Aidsmap
- Formation: 1987
- Founder: Peter Scott
- Purpose: Independent, accurate & accessible information about HIV
- Headquarters: United Kingdom
- Executive Director: Matthew Hodson (to 2024)
- Website: www.aidsmap.com
- Formerly called: National Aids Manual

= Aidsmap =

UK website

Aidsmap is a website which publishes independent, accurate and accessible information and news about HIV and AIDS. The aidsmap website was run by a charity based in the United Kingdom, NAM aidsmap. The charity closed in July 2024 due to challenges securing funding but announced in March 2025 that, thanks to support from Terrence Higgins Trust, the site would "be continuing its news reporting from international HIV conferences and elsewhere so that expert patients, advocates and clinicians have access to the latest research".

"NAM" originally stood for National AIDS Manual and referred to a 1987 compendium of all information about HIV published for non-scientists in England. When NAM became an international organisation with the introduction of its aidsmap website, 'NAM' was no longer used as an acronym and there was no longer any particular "aids manual" being maintained.

Aidsmap's vision is of a world where HIV is no longer a threat to health or happiness.

==Timeline of work==
NAM was founded in 1987 by Peter Scott, who was then working for the London Lesbian and Gay Switchboard. He was seeking to address the public's demand for a source of information about HIV.

Subsequent Directors were Will Anderson (to 1996), Colin Nee (1996–2001), Caspar Thomson (2001–2016) and Matthew Hodson (2016–2024).

In 1992 the organisation began publishing the newsletter called the HIV Treatment Update, which was designed to give patients the information they needed to help direct their choices for HIV treatment.

In 1998 aidsmap.com was launched as an online resource for all printed materials. It was a partnership project involving NAM and the British HIV Association, and later the International HIV/AIDS Alliance. The original site's senior editors were Edward King and Keith Alcorn. From 2018 to 2024, the managing editor was Roger Pebody.
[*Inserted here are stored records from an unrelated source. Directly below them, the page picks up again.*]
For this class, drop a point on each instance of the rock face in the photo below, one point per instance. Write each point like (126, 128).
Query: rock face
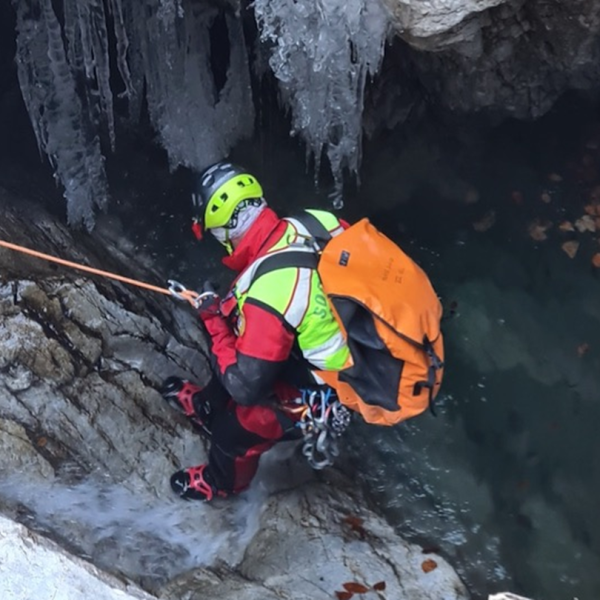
(34, 567)
(88, 448)
(511, 57)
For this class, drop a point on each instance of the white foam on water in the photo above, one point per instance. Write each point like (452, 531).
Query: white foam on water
(150, 537)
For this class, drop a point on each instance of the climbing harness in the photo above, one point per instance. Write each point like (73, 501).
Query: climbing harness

In 2006 aidsmap.com was awarded first prize in the Patient Information Website category of the 2006 British Medical Association's Medical Books Competition.

In 2019, NAM aidsmap launched its new website after a major redevelopment project.

In December 2019, aidsmapLIVE, an HIV information series broadcast on NAM aidsmap's social media channels, won both the Innovation and Media award at the nOscars, hosted by Naz Project London.

In 2024, NAM aidsmap faced a funding crisis and was forced to close. In response, Winnie Byanyima, the Executive Director of the Joint United Nations Programme on HIV/AIDS (UNAIDS) paid tribute to the organisation's work. "You have been a trusted source and resource for people living with HIV and everyone in the global HIV response. You leave an exceptional legacy." Byanyima said. The International AIDS Society also stated that the closure of the service would leave a significant void: "NAM has consistently delivered unparalleled commentary and coverage of critical HIV-related news. It is now more imperative than ever for all stakeholders in the HIV response to intensify our efforts to fill this significant void." they said.

In March 2025, it was announced that, thanks to support from Terrence Higgins Trust, aidsmap would "be continuing its news reporting from international HIV conferences and elsewhere so that expert patients, advocates and clinicians have access to the latest research", starting with the 2025 Conference on Retroviruses and Opportunistic Infections on 9–13 March in San Francisco.